Erik Ames1, Salif Harouna, Colin Meyer, Lisbeth A Welniak, William J Murphy.   

Abstract

The synthetic triterpenoid CDDO-Me has been shown to directly inhibit the growth of myeloid leukemias and lends itself to a wide array of therapeutic indications, including inflammatory conditions, because of its inhibition of NF-κB. We have previously demonstrated protection from acute graft-versus-host disease after CDDO-Me administration in an allogeneic bone marrow transplantation model. In the current study, we observed that CDDO-Me promoted myelopoiesis in both naive and transplanted mice. This effect was dose dependent, as high doses of CDDO-Me inhibited myeloid growth in vitro. All lineages (granulocyte macrophage colony-forming unit, BFU-E) were promoted by CDDO-Me. We then compared the effects with granulocyte colony-stimulating factor, a known inducer of myeloid expansion and mobilization from the bone marrow.

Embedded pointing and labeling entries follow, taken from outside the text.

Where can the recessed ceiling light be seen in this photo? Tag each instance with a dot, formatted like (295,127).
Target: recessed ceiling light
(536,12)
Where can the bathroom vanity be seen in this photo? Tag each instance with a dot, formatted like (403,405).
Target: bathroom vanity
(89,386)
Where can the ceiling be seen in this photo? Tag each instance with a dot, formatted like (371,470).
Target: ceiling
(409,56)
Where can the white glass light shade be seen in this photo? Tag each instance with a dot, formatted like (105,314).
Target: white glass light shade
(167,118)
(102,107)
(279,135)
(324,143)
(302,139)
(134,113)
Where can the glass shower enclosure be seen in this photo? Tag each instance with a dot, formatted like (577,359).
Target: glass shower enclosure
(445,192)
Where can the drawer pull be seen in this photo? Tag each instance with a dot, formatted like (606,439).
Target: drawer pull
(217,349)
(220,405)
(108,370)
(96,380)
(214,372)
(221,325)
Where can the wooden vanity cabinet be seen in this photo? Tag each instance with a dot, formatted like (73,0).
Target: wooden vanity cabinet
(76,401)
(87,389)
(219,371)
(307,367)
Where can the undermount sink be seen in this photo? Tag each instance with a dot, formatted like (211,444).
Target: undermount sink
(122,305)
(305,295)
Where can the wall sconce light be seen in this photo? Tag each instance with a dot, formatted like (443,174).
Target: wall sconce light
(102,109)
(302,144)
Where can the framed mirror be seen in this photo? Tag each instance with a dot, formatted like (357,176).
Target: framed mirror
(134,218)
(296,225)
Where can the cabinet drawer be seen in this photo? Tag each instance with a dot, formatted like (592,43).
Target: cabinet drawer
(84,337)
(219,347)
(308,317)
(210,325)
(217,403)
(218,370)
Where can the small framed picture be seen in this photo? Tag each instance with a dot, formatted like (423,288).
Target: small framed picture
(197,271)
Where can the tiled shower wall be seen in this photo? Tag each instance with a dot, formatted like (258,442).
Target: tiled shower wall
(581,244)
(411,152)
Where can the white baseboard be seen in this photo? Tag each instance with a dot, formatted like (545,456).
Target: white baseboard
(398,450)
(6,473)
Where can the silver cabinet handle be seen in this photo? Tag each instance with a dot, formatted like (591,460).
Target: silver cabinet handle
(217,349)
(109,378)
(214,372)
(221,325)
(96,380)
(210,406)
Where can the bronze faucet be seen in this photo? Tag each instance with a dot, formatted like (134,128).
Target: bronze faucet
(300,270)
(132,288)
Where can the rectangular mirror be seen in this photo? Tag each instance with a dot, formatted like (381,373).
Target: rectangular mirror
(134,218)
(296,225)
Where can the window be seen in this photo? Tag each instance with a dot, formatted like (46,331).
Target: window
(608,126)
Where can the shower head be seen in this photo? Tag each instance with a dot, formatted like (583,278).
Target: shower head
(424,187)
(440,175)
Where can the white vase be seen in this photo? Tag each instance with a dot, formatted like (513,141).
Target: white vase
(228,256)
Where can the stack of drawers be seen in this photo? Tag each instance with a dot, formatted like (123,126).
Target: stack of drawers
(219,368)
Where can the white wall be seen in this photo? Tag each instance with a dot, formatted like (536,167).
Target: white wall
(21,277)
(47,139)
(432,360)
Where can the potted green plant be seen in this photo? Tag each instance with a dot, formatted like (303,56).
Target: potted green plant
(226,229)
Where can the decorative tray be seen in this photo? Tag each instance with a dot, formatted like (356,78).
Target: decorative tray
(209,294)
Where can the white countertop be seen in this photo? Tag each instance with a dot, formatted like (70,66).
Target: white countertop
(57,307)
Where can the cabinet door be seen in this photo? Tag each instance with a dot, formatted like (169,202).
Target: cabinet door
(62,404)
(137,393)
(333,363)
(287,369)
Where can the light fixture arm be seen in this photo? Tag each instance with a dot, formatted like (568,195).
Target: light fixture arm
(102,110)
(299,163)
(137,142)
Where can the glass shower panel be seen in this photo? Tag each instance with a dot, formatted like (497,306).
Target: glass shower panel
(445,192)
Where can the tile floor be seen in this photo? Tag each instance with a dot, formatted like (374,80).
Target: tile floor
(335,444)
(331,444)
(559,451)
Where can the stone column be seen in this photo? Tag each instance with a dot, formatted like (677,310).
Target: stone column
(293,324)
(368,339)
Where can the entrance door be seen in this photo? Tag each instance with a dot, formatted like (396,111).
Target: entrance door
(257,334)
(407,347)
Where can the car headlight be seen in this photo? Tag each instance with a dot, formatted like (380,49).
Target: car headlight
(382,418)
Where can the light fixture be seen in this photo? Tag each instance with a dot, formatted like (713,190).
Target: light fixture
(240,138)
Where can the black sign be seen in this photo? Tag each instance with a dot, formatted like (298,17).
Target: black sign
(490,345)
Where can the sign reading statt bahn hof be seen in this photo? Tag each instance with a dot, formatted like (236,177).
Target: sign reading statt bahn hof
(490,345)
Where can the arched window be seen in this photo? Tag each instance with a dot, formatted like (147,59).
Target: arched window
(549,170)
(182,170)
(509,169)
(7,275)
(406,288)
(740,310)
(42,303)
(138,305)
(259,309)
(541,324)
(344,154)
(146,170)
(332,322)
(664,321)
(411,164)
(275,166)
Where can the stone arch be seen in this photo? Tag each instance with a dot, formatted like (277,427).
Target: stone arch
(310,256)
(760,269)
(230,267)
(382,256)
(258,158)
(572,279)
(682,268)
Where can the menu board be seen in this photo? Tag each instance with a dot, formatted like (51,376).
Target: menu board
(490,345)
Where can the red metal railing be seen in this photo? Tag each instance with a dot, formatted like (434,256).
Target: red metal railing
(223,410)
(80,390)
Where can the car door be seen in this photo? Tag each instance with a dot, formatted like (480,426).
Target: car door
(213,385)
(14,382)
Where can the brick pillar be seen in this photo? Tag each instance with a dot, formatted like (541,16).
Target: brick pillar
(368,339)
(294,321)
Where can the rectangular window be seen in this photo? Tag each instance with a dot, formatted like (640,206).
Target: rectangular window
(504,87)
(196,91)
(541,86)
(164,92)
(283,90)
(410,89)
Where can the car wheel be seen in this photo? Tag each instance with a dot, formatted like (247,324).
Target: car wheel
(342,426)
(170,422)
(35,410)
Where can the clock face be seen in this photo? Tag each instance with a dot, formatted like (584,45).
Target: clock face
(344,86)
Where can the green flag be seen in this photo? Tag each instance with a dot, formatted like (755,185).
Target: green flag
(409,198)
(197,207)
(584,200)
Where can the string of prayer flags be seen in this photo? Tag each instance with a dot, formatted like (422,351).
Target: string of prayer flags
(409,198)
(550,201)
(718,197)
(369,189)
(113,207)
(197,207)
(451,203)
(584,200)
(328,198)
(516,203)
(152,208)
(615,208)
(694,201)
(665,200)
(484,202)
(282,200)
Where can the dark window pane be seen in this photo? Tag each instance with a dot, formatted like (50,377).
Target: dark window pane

Whereas both drugs induced terminal myeloid expansion in the spleen, peripheral blood, and bone marrow, granulocyte colony-stimulating factor only induced granulocyte macrophage colony-forming unit precursors in the spleen, while CDDO-Me increased these precursors in the spleen and bone marrow. After sublethal total-body irradiation, mice pretreated with CDDO-Me further displayed an accelerated recovery of myeloid progenitors and total nucleated cells in the spleen. A similar expansion of myeloid and myeloid progenitors was noted with CDDO-Me treatment after syngeneic bone marrow transplantation. Combined, these data suggest that CDDO-Me may be of use posttransplantation to accelerate myeloid recovery in addition to the prevention of graft-versus-host disease. Copyright Â
© 2012 American Society for Blood and Marrow Transplantation. Published by Elsevier Inc. All rights reserved.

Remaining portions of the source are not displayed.